Trotz der begrenzten Teilnehmerzahl bei einem Generalstreik in Belarus hat die Oppositionspolitikerin Swetlana Tichanowskaja eine positive Bilanz der Protestaktion gezogen. Zwar sei es Ziel der Opposition, dass sich „das ganze Land“ dem Protest gegen den autoritär regierenden Präsidenten Alexander Lukaschenko anschließe, sagte Tichanowskaja am Mittwoch bei einer Video-Pressekonferenz mit der norwegischen Außenministerin Ine Eriksen Söreide. Sie sei aber jedem dankbar, der sich an dem Streik am Montag beteiligt habe.
Die Streik-Teilnehmer bezeichnete die im litauischen Exil lebende Tichanowskaja als „Helden“. Das belarussische Volk habe gezeigt, „dass es bereit ist, gegen diese Diktatur zu kämpfen“. Sie nehme es jenen Menschen nicht übel, „die nicht die Kraft“ gefunden hätten, am Montag ihre Arbeit niederzulegen, sagte Tichanowskaja weiter. „Wir waren darauf, dass sie sich unserer Bewegung anschließen.“
Am Sonntag war eine Frist abgelaufen, die Tichanowskaja dem seit 1994 regierenden Lukaschenko für dessen Rücktritt gesetzt hatte. Sie forderte zudem die Freilassung aller politischen Gefangenen sowie ein Ende der Gewalt gegen friedliche Demonstranten.
Dem Aufruf der Opposition zum Generalstreik folgten am Montag trotz eines massiven Aufgebots an Sicherheitskräften tausende Menschen. Als Zeichen der Solidarität mit den streikenden Arbeitern gingen in Minsk und anderen Städten rund 3000 Studenten und Rentnerinnen auf die Straße. Landesweit wurden nach Behördenangaben mehr als 580 Menschen festgenommen.
Auch am Dienstag gab es laut unabhängigen Medienberichten wieder Streiks und Solidaritäts-Kundgebungen in mehreren Teilen des Landes. Lukaschenko setzte die Streikenden mit „Terroristen“ gleich. „Dies sind die Aktionen organisierter krimineller Gruppen mit Anzeichen für Terrorismus“, sagte er am Dienstag bei einer Kabinettssitzung.

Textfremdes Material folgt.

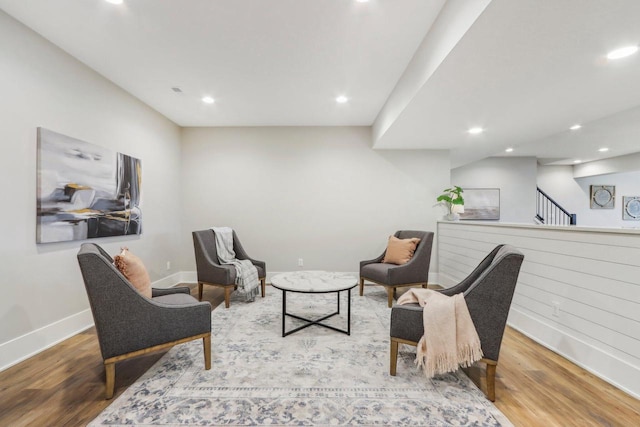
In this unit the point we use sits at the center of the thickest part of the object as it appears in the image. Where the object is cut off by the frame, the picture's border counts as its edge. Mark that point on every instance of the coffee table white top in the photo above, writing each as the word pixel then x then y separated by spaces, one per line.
pixel 313 281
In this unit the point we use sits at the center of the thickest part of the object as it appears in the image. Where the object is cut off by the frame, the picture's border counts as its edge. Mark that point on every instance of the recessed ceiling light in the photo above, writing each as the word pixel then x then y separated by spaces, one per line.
pixel 622 52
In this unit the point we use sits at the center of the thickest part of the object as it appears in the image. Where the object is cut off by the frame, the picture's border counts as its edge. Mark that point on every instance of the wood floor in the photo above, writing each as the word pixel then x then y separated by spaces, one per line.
pixel 64 385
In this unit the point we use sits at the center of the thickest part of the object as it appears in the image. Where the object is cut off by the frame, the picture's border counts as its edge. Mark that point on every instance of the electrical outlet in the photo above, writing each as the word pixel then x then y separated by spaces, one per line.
pixel 556 309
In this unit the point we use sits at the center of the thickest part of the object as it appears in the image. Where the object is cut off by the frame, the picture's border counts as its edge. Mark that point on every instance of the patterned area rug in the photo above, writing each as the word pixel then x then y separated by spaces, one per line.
pixel 313 377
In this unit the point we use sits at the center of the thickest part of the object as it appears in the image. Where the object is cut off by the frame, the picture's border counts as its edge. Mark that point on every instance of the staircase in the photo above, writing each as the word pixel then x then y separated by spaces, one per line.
pixel 548 211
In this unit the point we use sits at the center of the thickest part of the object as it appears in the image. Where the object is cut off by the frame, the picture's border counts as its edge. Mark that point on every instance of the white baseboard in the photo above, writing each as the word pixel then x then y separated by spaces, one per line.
pixel 611 369
pixel 169 281
pixel 21 348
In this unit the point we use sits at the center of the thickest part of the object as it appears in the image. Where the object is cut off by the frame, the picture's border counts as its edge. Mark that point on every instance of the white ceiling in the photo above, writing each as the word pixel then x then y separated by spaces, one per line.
pixel 525 70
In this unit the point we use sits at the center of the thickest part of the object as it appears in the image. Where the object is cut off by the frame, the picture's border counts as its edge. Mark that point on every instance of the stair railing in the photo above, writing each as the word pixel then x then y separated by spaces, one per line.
pixel 548 211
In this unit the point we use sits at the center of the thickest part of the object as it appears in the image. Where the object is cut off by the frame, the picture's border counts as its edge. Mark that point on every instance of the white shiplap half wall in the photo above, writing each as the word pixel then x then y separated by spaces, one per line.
pixel 578 292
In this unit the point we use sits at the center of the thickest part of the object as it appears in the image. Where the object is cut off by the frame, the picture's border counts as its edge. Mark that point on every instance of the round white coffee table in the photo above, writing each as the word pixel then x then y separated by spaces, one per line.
pixel 314 282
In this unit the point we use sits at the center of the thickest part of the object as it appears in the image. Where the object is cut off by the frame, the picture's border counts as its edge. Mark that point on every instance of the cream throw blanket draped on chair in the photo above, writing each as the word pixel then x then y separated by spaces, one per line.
pixel 246 273
pixel 450 338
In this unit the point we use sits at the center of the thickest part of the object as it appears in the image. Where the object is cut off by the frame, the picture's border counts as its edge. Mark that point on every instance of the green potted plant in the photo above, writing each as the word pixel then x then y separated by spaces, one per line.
pixel 453 200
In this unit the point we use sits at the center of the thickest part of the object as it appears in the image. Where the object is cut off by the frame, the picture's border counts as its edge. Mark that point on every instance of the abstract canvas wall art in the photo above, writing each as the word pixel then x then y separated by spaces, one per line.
pixel 631 208
pixel 602 196
pixel 85 190
pixel 481 203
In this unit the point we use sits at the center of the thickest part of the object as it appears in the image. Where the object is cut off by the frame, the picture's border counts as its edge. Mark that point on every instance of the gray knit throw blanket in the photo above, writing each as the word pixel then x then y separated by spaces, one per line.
pixel 246 273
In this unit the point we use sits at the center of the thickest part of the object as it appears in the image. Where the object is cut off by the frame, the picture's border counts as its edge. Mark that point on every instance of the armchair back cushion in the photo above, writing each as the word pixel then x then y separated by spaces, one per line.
pixel 400 251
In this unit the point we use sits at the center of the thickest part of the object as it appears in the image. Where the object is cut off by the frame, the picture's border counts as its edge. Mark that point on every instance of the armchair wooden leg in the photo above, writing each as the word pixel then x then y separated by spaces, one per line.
pixel 110 373
pixel 206 343
pixel 227 296
pixel 491 379
pixel 393 361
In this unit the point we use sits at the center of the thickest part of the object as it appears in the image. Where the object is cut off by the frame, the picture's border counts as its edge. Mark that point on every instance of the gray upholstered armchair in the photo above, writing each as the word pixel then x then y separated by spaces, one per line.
pixel 391 276
pixel 129 324
pixel 488 292
pixel 211 272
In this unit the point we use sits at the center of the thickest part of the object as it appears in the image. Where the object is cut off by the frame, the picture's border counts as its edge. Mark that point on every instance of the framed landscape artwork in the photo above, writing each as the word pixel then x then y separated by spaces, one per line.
pixel 481 203
pixel 85 190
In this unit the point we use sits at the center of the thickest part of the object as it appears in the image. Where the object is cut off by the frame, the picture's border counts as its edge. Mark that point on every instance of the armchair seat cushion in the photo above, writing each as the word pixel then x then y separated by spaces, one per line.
pixel 407 322
pixel 175 299
pixel 378 272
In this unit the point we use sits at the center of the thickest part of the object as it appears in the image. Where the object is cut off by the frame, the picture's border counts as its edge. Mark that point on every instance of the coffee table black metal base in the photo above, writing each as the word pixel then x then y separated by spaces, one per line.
pixel 311 322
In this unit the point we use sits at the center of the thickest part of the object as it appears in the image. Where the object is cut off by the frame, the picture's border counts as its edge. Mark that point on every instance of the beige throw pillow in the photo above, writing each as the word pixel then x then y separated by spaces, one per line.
pixel 400 251
pixel 132 268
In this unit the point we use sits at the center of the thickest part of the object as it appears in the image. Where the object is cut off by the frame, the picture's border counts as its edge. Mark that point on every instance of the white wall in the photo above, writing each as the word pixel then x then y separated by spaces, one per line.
pixel 590 273
pixel 514 176
pixel 573 194
pixel 321 194
pixel 43 298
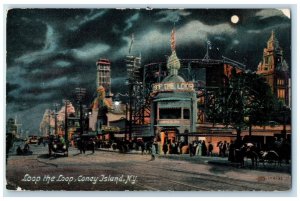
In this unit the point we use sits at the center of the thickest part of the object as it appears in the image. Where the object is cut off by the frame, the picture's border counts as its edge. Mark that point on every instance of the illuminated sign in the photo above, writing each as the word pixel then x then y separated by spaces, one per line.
pixel 173 86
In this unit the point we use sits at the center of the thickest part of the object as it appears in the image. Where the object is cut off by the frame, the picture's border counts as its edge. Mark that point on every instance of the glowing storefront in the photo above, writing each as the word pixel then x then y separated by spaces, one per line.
pixel 174 106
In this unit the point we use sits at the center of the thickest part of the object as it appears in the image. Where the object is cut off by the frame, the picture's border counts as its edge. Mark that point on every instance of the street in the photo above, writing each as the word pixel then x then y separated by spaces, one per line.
pixel 113 171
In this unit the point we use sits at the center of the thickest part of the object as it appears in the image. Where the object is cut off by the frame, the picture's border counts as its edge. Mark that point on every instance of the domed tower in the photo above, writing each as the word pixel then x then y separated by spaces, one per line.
pixel 275 69
pixel 174 105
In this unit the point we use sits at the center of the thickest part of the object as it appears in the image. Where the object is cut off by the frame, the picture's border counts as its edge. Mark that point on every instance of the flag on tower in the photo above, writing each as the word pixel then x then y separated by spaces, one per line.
pixel 131 43
pixel 209 44
pixel 173 41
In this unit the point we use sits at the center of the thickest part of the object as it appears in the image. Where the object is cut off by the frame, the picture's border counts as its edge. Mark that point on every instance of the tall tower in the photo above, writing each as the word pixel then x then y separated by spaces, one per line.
pixel 275 69
pixel 104 75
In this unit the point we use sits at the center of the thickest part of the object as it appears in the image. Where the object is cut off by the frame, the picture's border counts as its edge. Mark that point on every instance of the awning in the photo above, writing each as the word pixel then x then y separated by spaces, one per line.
pixel 167 125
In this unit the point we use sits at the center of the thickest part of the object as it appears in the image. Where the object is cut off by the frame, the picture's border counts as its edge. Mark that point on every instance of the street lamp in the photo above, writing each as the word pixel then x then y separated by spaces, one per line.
pixel 117 100
pixel 117 103
pixel 55 118
pixel 67 102
pixel 80 94
pixel 247 120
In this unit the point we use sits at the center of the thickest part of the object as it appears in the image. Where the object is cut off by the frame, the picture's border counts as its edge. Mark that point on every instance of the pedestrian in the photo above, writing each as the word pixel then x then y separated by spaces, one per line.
pixel 142 147
pixel 165 148
pixel 231 157
pixel 210 148
pixel 153 152
pixel 191 149
pixel 204 148
pixel 220 144
pixel 224 148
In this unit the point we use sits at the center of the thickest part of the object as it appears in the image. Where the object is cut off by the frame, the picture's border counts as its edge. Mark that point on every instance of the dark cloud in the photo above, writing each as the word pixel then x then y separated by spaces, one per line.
pixel 50 52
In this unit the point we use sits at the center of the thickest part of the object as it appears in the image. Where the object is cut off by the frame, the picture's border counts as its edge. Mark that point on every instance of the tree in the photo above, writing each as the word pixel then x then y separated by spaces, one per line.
pixel 245 100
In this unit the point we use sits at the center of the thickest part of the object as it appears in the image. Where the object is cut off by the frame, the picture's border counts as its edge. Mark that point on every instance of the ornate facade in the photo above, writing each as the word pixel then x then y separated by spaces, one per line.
pixel 275 69
pixel 174 106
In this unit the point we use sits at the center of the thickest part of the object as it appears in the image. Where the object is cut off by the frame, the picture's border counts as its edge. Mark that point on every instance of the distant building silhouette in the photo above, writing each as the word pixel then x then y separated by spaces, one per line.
pixel 275 69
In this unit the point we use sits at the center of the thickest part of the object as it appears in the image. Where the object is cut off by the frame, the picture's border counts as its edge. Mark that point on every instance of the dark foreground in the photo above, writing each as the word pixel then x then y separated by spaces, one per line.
pixel 112 171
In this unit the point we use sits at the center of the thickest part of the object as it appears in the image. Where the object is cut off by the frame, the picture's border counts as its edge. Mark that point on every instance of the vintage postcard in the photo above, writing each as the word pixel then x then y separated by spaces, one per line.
pixel 148 99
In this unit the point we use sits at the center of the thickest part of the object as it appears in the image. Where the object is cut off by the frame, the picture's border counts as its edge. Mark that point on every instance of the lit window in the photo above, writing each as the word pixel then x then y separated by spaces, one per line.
pixel 186 114
pixel 281 93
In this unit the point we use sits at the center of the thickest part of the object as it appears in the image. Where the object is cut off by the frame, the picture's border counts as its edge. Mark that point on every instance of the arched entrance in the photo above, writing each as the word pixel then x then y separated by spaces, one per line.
pixel 169 136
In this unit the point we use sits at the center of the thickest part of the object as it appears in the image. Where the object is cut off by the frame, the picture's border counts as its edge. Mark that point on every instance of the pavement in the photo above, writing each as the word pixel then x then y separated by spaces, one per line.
pixel 213 160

In Belarus gibt es seit der von Manipulationsvorwürfen überschatteten Präsidentschaftswahl im August Massenproteste. Die Behörden gehen dabei gewaltsam gegen friedliche Demonstranten vor, tausende Aktivisten wurden bereits festgenommen.
Unter den für mehrere Wochen Inhaftierten war auch der prominente US-Politikberater Witali Schkliarow. Am Mittwoch sagte Schkliarows Anwalt Anton Gaschinsky der Nachrichtenagentur AFP, sein Mandant sei nach seiner Freilassung vor wenigen Tagen nach Washington zurückgekehrt. Zuvor hatte US-Außenminister Mike Pompeo in einem Telefonat mit Lukaschenko die Freilassung des „unrechtmäßig inhaftierten US-Bürgers“ verlangt.

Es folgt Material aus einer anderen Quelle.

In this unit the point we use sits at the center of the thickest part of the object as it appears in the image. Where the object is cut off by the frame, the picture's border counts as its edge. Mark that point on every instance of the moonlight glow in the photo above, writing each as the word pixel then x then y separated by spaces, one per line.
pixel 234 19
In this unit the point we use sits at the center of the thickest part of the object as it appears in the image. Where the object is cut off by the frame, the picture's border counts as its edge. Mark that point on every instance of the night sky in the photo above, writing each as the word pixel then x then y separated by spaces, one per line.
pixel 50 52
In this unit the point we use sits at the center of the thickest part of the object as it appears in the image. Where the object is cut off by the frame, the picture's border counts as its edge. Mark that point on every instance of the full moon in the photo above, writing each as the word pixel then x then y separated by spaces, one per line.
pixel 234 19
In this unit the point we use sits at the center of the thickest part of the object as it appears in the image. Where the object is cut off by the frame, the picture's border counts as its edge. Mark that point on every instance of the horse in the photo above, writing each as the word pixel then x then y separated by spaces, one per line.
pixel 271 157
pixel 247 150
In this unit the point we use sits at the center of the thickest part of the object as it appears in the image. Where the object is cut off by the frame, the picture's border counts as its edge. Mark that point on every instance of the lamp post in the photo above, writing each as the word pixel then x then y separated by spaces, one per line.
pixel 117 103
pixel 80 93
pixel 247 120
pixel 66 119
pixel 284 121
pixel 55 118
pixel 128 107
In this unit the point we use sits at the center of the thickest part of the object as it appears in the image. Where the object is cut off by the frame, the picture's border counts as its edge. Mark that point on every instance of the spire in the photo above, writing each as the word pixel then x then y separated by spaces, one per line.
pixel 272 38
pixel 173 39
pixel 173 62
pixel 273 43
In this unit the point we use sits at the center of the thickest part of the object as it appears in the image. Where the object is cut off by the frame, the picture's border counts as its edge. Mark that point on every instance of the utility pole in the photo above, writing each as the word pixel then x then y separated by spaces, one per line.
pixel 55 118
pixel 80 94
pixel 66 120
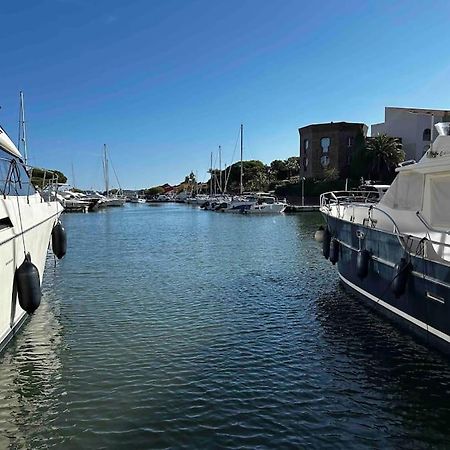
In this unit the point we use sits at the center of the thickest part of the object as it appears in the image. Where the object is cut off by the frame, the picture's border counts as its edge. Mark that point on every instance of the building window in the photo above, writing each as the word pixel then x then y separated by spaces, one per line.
pixel 325 144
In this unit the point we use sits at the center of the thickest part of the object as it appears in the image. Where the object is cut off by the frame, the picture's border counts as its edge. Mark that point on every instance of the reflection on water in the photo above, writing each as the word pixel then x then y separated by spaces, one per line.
pixel 172 327
pixel 30 374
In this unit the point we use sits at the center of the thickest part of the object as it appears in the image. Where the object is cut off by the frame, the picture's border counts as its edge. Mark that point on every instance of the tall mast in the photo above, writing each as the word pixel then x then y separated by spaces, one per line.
pixel 241 187
pixel 220 169
pixel 105 165
pixel 22 129
pixel 210 180
pixel 73 177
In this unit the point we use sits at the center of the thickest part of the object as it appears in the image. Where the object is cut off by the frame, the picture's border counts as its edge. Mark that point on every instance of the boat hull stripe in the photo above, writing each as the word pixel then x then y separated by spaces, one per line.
pixel 395 310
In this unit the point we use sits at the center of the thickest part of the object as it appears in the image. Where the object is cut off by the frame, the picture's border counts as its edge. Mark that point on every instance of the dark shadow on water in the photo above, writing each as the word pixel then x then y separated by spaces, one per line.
pixel 411 379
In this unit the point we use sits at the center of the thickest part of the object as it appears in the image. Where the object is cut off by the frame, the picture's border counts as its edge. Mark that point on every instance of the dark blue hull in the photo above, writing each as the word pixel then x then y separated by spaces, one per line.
pixel 423 307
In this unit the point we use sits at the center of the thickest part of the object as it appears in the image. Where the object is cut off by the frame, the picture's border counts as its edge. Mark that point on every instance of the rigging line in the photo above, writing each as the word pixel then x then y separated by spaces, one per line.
pixel 227 177
pixel 115 173
pixel 15 168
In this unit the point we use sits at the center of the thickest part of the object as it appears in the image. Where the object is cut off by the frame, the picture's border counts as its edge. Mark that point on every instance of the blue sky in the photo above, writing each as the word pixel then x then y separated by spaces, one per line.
pixel 163 83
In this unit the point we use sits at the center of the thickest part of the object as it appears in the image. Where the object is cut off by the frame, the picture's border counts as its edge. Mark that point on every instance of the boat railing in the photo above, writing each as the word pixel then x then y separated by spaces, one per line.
pixel 16 178
pixel 428 226
pixel 408 241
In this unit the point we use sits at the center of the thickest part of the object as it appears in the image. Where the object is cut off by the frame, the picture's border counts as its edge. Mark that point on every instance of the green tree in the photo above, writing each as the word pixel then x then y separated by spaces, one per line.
pixel 385 153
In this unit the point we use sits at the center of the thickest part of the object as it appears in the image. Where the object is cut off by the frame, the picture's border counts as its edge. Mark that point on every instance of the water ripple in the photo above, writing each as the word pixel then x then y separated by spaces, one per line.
pixel 170 327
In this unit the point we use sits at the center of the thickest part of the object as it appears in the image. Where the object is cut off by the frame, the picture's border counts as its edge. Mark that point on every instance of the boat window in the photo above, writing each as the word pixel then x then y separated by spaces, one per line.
pixel 14 179
pixel 439 187
pixel 406 192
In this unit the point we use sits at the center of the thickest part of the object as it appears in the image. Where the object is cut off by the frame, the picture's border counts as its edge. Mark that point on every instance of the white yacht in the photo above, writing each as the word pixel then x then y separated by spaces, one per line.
pixel 395 253
pixel 27 222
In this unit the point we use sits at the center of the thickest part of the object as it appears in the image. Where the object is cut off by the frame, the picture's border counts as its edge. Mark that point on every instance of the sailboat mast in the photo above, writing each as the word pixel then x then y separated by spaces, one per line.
pixel 210 180
pixel 241 186
pixel 105 162
pixel 22 129
pixel 73 177
pixel 220 169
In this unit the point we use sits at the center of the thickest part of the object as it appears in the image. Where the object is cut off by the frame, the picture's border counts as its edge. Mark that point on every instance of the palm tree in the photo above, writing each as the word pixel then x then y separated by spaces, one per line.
pixel 386 153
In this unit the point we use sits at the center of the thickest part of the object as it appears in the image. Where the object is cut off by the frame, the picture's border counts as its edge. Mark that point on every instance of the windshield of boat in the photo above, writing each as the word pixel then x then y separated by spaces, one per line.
pixel 14 178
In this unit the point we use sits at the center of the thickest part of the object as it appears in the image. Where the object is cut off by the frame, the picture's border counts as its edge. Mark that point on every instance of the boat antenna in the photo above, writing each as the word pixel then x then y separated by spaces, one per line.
pixel 241 187
pixel 105 170
pixel 22 129
pixel 73 177
pixel 210 180
pixel 220 169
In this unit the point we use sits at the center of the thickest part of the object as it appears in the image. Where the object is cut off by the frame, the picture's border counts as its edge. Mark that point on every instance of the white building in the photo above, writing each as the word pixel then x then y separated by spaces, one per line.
pixel 413 125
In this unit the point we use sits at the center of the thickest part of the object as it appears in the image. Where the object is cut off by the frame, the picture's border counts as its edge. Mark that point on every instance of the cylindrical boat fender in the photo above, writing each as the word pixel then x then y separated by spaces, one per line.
pixel 59 240
pixel 402 271
pixel 28 285
pixel 318 235
pixel 362 263
pixel 334 251
pixel 326 243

Laut dem offiziellen Wahlergebnis hatte Lukaschenko die Wahl mit mehr als 80 Prozent der Stimmen gewonnen, auf Tichanowskaja entfielen demnach lediglich rund zehn Prozent. Die EU bezeichnete die Wahl als weder frei noch fair und verhängte neue Sanktionen gegen politisch Verantwortliche in dem Land.